Australian shares have shed around 5% in the past month, the Morningstar Australia index shows. The collapse of Silicon Valley Bank and the ongoing fallout hit global markets hard last week, but a late Friday rally may suggest some investors are casting around for bargain-price buys.

Retail investors are frequently cautioned against 'buying the dip' as strategies attempting to capitalise on market downturns in the short-term can be undone if the market falls further. Bottoms can be easily misjudged, and buying early in such cases often amplifies losses.

However, market dips can also present investors a chance to buy long-hold positions in companies with strong fundamentals at better price points.

3 undervalued ASX stocks


For those investors seeking the silver-lining surrounding last week’s cloudy market, here are three ASX companies which have moved into either a 4- or 5-star territory in recent weeks.

For reference: a 4-star price rating means the stock is considered undervalued and a 5-star price rating means a stock is considered significantly undervalued.

Perpetual (PPT)

  • Star rating: ★★★★★
  • Fair Value: $33.00
  • Moat: Narrow
  • Uncertainty rating: Medium


An 11% fall last week has compounded an already difficult year-to-date for financial services firm Perpetual, which is trading 15% down since January 1, 2023.
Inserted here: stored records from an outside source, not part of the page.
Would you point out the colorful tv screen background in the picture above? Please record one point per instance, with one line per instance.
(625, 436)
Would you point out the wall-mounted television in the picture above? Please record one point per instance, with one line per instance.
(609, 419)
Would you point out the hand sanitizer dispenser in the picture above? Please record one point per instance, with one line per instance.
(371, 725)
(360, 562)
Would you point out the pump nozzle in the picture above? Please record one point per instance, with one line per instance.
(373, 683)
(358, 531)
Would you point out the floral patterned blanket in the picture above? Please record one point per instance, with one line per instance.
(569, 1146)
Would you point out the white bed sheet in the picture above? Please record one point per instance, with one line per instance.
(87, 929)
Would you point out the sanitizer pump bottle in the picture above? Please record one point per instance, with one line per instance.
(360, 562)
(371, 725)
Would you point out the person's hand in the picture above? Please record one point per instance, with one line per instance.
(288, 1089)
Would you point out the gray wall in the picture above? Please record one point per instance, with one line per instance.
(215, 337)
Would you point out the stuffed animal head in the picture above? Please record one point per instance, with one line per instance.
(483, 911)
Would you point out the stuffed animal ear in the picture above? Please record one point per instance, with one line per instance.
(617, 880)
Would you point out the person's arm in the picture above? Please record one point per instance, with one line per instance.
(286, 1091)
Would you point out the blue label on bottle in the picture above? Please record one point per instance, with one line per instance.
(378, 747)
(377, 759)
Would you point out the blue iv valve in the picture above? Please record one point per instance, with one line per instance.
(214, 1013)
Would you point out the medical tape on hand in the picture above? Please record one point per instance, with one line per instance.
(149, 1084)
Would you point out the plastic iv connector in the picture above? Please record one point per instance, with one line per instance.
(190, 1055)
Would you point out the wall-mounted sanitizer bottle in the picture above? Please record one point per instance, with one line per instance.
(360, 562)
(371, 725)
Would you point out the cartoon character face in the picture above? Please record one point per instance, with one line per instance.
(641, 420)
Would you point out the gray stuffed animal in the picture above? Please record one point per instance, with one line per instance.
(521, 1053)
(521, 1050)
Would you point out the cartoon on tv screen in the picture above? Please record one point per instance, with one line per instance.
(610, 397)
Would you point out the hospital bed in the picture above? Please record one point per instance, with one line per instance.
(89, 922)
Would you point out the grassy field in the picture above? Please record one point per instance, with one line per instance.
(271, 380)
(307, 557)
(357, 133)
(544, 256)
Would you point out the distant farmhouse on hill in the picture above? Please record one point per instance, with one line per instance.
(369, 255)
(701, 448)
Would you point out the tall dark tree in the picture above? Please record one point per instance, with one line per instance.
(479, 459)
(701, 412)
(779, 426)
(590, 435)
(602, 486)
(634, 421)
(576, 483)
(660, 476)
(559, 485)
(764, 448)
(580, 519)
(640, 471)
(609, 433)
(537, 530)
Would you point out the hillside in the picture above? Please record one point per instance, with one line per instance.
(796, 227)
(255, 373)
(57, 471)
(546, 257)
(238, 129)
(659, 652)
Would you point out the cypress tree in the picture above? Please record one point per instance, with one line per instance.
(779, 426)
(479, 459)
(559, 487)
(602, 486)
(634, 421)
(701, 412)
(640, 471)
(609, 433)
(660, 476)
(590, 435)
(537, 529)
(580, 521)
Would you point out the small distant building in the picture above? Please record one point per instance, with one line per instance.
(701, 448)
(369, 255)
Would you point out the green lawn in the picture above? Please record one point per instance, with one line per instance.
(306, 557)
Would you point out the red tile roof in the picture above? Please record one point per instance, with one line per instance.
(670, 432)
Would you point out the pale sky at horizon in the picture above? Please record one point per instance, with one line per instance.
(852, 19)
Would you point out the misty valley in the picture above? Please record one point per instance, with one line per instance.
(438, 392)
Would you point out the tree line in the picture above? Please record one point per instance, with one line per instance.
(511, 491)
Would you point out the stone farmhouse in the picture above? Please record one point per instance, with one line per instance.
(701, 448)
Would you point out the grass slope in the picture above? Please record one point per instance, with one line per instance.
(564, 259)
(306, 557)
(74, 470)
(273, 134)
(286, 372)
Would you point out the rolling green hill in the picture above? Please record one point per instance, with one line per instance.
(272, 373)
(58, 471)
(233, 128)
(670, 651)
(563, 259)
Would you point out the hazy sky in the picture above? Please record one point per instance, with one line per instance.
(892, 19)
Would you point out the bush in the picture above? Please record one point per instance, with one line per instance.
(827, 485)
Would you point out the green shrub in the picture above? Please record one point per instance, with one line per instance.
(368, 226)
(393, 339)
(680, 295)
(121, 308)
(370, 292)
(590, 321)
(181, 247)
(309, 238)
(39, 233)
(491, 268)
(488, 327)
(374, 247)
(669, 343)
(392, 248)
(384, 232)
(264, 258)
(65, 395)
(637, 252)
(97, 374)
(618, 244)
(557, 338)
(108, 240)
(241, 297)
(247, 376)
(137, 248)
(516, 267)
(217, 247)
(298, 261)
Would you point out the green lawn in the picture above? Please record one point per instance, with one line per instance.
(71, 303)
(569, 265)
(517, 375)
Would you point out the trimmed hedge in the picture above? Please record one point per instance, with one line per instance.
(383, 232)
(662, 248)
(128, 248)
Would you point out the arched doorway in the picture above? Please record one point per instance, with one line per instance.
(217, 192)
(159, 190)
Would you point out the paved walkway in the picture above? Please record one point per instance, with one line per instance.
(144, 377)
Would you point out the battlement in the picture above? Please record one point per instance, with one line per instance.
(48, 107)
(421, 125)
At its current share price, Perpetual is trading at a 36% discount to Morningstar’s fair value estimate of $33.00, which was recently downgraded from $35.50.

Commenting on the company’s outlook, Shaun Ler says volume growth is expected to underpin the narrow-moat firm’s earnings recovery, despite a lower short-term forecast.
“We anticipate a sizable drop in fiscal 2023’s underlying EPS to approximately $1.95 per share, before growing at low single digits to fiscal 2027.”

“But we anticipate volume—and thus revenue—improvements to support earnings recovery,” he says.

Ler points to strong fund performance, alongside expanded distribution efforts as sources of share price growth for the company.

“We believe management’s initiatives will revive growth in earning and economic returns in the medium term,” he adds.

Bank of Queensland (BOQ)

  • Star rating: ★★★★
  • Fair Value: $8.80
  • Moat: None
  • Uncertainty rating: Medium


Among the smaller ASX listed-banks, Bank of Queensland appears to be one of the worst hit by the recent financial services sell-off, falling more than 4% over last week.

However, like all ASX-listed banks in the Morningstar coverage universe, Bank of Queensland’s fair price estimate remains unchanged by the global banking concerns, and shares are currently trading at around a 24% discount.

According to Morningstar analyst Nathan Zaia, the bank’s share price has underperformed in recent months compared to its peers—like comparably-sized Bendigo and Adelaide Bank— following the surprise departure of BOQ CEO George Frazis in November last year.

“We think management instability has added to concerns of cost overruns at a time the bank is undergoing a digital transformation, inflation is high, and competition for skilled staff is tight,” he added.

However, Zaia says the departure is unlikely to impact the bank’s growth plans.

“Changing leadership has resulted in strategic uncertainty, but we think the digitisation program to support loan and deposit growth, with productivity benefits, is largely intact.”

Smartgroup Corporation (SIQ)

  • Star rating: ★★★★
  • Fair Value: $7.50
  • Moat: None
  • Uncertainty rating: High

Currently trading at around a 20% discount to their fair value estimate, shares in employee management services provider Smartgroup have fallen almost 10% this month, following a strong rise since January to now trade around 20% up year-to-date.

The company offers a range of services to government and private employers including salary packaging, remuneration solutions and fleet management.

Following the release of the company’s 2022 results last month, Morningstar’s fair value estimate of $7.50 per share held firm, despite ongoing cost growth and limited vehicle supply hitting the company’s earning margins.

Commenting on the company’s recent performance, Ler says the above headwinds are transitory and anticipates strong growth as the supply of vehicles gradually normalizes.

“We anticipate this to help Smartgroup realise a fresh stream of settlement revenue, underpinning a material net profit after tax rebound in 2024,” he says.

“We expect Smartgroup to continue to dominate its markets.”